Image Credit: IMDB / Touchstone Pictures.

Moonrise Kingdom

What Anderson did for India in The Darjeeling Limited and would later do for Japan in Isle of Dogs, he managed to do once again, this time for the 1960s idyllic New England island village. Moonrise Kingdom focuses on a pair of preteens (a bookish Boy Scout, played by Jared Gilman, and an introverted bookworm, played by Kara Hayward) who fall in love and agree to run away and live together in the woods.

Hot on their trail, though, is the boy’s Scout troop (led by Scout leader, Edward Norton), the girl’s over-worried parents (Bill Murray and Frances McDormand), and the island police chief (Bruce Willis). As usual with an Anderson movie, the film features a wonderful cast, but the true acting highlights come from the two young stars, who manage to perfectly display the intricacies, innocence, and awkwardness of adolescent romance.

Like Anderson’s previous movies, Moonrise Kingdom is a great feel-good movie, perfectly capturing the world of the 1960s in a fantastic overdramatized way (the locations in the movie look like the setting of some 1960s sitcom). For Anderson fans, or movie fans in general, this is a must-watch — and what’s more, given the young age of the two lead actors, younger audience members might view this as a great starting point when setting out to watch all of Anderson’s films.

Image Credit: IMDB / Focus Features.

The Grand Budapest Hotel

Anderson’s most recent live-action film, The Grand Budapest Hotel is flawless. Everything about it is great — the ensemble cast, the performances they deliver, the script, the music, the staging, everything. Looking at this movie and comparing it to Anderson’s earlier works, especially Bottle Rocket, it’s truly amazing to see how far the director has come in embracing his vision for film and indulging in his unique approach to filmmaking.
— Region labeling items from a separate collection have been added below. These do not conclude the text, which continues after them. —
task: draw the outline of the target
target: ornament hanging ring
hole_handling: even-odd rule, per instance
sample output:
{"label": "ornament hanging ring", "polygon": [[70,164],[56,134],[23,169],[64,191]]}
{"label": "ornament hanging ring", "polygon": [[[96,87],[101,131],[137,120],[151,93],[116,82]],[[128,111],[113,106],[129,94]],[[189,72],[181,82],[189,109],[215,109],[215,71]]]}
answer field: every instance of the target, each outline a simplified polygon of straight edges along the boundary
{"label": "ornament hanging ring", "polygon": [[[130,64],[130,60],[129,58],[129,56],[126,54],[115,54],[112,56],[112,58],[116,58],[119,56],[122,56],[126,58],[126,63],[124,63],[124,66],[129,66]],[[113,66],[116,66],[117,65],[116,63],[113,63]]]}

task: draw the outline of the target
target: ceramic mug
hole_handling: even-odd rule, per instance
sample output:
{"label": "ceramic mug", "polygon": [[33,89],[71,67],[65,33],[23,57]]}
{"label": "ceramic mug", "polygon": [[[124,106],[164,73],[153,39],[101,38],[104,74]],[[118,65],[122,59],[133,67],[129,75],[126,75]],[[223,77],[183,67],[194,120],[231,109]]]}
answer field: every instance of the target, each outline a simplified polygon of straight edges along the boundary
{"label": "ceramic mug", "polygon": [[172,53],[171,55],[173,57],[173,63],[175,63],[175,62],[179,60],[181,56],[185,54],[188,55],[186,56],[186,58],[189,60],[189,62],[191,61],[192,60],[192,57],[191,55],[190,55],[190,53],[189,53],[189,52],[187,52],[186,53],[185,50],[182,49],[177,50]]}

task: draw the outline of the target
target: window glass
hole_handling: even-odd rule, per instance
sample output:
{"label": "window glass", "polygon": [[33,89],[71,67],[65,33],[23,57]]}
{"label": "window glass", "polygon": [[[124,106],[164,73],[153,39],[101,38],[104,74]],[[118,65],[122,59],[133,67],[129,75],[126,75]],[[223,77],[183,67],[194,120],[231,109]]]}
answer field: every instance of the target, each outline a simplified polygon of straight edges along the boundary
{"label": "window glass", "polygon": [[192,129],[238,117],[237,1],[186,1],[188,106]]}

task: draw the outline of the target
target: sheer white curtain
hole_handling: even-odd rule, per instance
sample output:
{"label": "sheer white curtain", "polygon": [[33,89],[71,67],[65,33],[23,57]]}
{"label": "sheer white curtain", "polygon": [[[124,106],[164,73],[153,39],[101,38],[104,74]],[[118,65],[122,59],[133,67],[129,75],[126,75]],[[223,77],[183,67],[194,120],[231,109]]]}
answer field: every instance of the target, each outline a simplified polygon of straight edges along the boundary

Set in a fictional 1930s Central European country, the movie focuses on an aspiring young lobby boy (Tony Revolori) who hopes to gain employment at the prestigious Grand Budapest Hotel, managed by the legendary concierge Gustave H. (Ralph Fiennes). After one of Gustave’s elderly lovers (Tilda Swinton) passes away, she leaves him an extremely valuable Renaissance painting, which her son (Adrien Brody) attempts to steal from Gustave at all costs.

This movie is pure Anderson, featuring hilarious acting from Fiennes and Brody, and a huge cast that has even well-known stars appearing in supporting roles (Owen Wilson appears briefly as Gustave’s replacement, Edward Norton plays a police inspector, and Bill Murray appears as the leader of a secret society of hotel concierges).

Even by Anderson standards, this is a movie unlike anything you’ve ever seen. It’s pure entertainment through and through that never slows down, exploring themes of friendship, family, responsibility, loyalty, and young characters growing up in chaotic settings — all things common in Anderson movies, but arguably best captured in this movie.

Image Credit: IMDB / Fox Searchlight Pictures.

Final thoughts

Since his debut film with 1996’s Bottle Rocket, Wes Anderson remains one of the most visionary directors of the modern age. His distinct style of filmmaking, from his movies’ subject matter to the cinematic style in which he tells those stories, no director is even remotely similar to him at all (see the SNL skit “Wes Anderson Horror Trailer” or the “Three Directors” episode of Family Guy that uses Anderson’s filmmaking style to find out what exactly we mean by this). Like all great directors, Anderson’s entire filmography is full of equally fantastic movies, and a serious case can be made listing pretty much any of these films definitively as Anderson’s “best.”

With The French Dispatch set to release on October 22, we look forward to seeing where the movie will be ranked on this list, but no matter what, we’re sure it’ll be distinctly Wes Anderson — and that’s definitely not a bad thing at all.